なぜ作ったか

相場にまつわるデータを、体感できる形にして公開する個人プロジェクト。 常設展「日経30年絵巻」は、日経平均という誰もが知る指数を、生の数値ではなく 「100万円がいくらになったか」という物語として見せることに主眼を置いている。 実験棟「実弾検証」は、逆に数値の正確さと透明性そのものを設計の中心に据えた。 性質の異なる2つの展示を、同じデータ契約の型(ビルド時に生成した JSON を 静的サイトへ流し込むだけ)で作れることを確かめたかった。

データの誠実さをどう設計したか

日経平均株価は日本経済新聞社が知的財産権を保有しており、商用利用にはライセンス契約が 原則必要という公式スタンスがある。個人・非商用の明確な例外規定は一次確認できなかった ため、リスクをゼロにはできない前提で、次の四段構えを設計した。

実験棟側は逆に「何を公開しないか」が設計の中心になる。銘柄・株数・金額・評価額は 公開スキーマにフィールドごと存在させず、さらに禁止パターンの機械検査 (check_no_leak.py)を全ビルドで実行し、既知の漏洩サンプルを 検知できることの自己テストを同梱している。

演出をどう実装したか

常設展のスクロール演出(描き進む折れ線・ズーム・狼狽売りのゴースト線)は、 外部ライブラリを使わず IntersectionObserver + requestAnimationFrame + Canvas 2D 直描画で自作した。 汎用のスクロールアニメーションライブラリを使わなかった理由は、 「描き進む一本の線」という演出そのものが本作の見せ場であり、 汎用ライブラリを挟むと、かえって制御が回り道になる。

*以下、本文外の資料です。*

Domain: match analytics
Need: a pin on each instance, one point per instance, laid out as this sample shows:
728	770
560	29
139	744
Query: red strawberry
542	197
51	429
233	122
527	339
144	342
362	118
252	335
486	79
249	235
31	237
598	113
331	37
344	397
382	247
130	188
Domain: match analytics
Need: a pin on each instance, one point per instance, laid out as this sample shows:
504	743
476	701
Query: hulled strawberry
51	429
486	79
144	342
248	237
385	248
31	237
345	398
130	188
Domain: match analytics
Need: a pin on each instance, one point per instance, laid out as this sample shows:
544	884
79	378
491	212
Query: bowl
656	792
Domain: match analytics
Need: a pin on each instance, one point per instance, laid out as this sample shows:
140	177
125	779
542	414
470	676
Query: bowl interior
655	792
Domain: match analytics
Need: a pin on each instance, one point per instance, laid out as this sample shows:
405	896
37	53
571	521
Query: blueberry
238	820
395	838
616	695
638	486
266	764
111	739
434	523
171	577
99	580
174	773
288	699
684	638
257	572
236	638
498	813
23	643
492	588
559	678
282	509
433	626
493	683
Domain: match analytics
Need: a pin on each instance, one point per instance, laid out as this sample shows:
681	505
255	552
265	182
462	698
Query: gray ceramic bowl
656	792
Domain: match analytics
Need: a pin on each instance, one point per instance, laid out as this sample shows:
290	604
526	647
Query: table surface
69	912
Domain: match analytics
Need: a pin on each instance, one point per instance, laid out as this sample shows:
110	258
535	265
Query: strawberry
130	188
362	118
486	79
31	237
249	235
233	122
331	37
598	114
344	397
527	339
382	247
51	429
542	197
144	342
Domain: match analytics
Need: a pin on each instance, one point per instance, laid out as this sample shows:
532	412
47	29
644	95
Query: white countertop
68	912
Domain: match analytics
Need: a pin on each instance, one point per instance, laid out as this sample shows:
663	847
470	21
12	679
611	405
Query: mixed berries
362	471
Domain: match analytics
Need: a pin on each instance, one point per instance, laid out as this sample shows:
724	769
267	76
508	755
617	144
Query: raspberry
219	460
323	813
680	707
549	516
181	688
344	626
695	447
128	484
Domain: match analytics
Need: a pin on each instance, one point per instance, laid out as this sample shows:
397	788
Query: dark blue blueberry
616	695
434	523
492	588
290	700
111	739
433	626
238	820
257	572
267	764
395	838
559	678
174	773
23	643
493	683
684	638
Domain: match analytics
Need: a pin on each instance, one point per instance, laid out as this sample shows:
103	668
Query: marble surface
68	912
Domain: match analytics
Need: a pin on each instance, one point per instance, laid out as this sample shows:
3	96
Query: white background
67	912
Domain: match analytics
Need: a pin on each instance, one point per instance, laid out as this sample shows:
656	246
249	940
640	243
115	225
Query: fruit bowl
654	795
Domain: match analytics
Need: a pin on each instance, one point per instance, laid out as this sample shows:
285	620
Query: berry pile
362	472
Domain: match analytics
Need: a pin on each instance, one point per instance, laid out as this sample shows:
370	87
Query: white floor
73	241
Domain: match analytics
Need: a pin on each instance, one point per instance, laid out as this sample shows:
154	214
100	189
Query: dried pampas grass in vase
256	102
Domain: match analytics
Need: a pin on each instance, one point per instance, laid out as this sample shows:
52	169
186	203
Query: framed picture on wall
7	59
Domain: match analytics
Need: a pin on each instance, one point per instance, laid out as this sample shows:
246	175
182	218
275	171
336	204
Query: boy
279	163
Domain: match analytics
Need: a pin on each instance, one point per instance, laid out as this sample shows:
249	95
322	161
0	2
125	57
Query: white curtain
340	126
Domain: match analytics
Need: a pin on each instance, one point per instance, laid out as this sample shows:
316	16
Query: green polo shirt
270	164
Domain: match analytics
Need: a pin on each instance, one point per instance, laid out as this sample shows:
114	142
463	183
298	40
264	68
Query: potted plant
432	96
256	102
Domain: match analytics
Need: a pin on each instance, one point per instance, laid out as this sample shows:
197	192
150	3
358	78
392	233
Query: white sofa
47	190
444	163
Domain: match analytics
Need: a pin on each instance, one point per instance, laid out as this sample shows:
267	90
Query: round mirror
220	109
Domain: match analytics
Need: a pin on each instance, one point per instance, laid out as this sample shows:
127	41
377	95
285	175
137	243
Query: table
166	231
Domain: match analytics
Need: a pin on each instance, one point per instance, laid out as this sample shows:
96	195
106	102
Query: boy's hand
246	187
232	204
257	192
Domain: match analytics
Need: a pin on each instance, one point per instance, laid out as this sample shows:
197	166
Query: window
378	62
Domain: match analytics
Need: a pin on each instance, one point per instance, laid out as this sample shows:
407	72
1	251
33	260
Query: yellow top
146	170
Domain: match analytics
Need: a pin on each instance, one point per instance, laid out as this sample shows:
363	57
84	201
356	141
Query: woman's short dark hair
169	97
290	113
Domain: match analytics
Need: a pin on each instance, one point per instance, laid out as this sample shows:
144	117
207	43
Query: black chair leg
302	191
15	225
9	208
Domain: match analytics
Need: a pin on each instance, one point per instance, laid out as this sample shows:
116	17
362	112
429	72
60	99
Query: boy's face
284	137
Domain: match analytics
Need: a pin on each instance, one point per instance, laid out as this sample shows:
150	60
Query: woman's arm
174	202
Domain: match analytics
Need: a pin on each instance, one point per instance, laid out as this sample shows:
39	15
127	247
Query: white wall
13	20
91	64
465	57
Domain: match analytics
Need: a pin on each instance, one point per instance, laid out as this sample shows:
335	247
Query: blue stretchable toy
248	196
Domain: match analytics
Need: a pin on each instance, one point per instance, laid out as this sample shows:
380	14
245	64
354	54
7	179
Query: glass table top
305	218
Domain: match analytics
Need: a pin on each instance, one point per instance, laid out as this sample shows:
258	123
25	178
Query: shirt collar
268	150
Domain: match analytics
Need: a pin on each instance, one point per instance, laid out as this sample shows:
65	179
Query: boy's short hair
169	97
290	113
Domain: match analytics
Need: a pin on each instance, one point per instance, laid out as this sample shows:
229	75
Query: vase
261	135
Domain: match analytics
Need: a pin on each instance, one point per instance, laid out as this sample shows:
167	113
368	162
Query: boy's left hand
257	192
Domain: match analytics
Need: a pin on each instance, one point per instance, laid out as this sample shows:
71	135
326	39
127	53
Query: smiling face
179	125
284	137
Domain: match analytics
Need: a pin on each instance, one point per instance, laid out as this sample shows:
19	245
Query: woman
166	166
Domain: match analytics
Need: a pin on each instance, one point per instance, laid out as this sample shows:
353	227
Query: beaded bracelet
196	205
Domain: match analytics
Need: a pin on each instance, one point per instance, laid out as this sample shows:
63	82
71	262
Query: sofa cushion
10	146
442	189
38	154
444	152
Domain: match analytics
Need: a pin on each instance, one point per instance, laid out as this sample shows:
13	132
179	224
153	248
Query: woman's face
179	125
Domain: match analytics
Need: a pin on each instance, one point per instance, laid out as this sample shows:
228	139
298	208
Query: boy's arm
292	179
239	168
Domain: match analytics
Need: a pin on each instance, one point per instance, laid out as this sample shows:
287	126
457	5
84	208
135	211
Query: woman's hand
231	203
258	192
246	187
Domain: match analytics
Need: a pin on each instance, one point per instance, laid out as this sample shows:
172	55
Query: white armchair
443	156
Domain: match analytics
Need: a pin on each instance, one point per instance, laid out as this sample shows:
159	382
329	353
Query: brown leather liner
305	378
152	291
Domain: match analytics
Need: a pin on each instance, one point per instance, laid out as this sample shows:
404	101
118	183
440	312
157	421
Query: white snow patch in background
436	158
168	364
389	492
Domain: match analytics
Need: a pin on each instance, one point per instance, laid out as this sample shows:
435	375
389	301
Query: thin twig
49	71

実装中に見つかった不具合が2つある。ひとつは、章のテキストカードが不透明な 背景を持っていたため、背後で固定表示され続けるはずのチャートを完全に覆い隠して しまっていたこと。もうひとつは、IntersectionObserver の交差通知が スクロールイベントと非同期にずれるため、大きくジャンプするスクロールで章の 切り替えを取りこぼすことがあったこと。どちらも実際にブラウザで動かして初めて 気づいた類のもので、静的なコードレビューだけでは見つけにくい部分だった。

prefers-reduced-motion が指定されている場合は演出を止め、 各章に完成状態の静的チャートを表示する。JavaScript が無効な環境では、 ビルド時(サーバーサイド)に同じデータから直接 SVG の折れ線を生成し、 <noscript> で出し分けている。Canvas はクライアントで しか描けないため、「JS が動かなければグラフも消える」を避けるための対応。

技術選定の考え方

サイト生成には Astro、ホスティングには Cloudflare Pages を選んだ。 どちらも他プロジェクトで運用実績があり、新しく学ぶコストがかからない 「枯れた技術」だからという理由が大きい。新規に増える「動く部品」は 実質、自作のスクロール演出ランタイムひとつだけに絞っている。 データ生成は Python(yfinance・pandas・jsonschema)で、これも既存の 株価取得運用の延長線にある。

データ生成スクリプトは冪等性(同じ入力からは同じ出力が得られること)と atomic write(一時ファイルに書いてから置き換える)を徹底し、 生成の唯一の書き手を1スクリプトに固定した。手編集を許すと、 「今表示されている数値の根拠がどこにあるか」が追えなくなるため。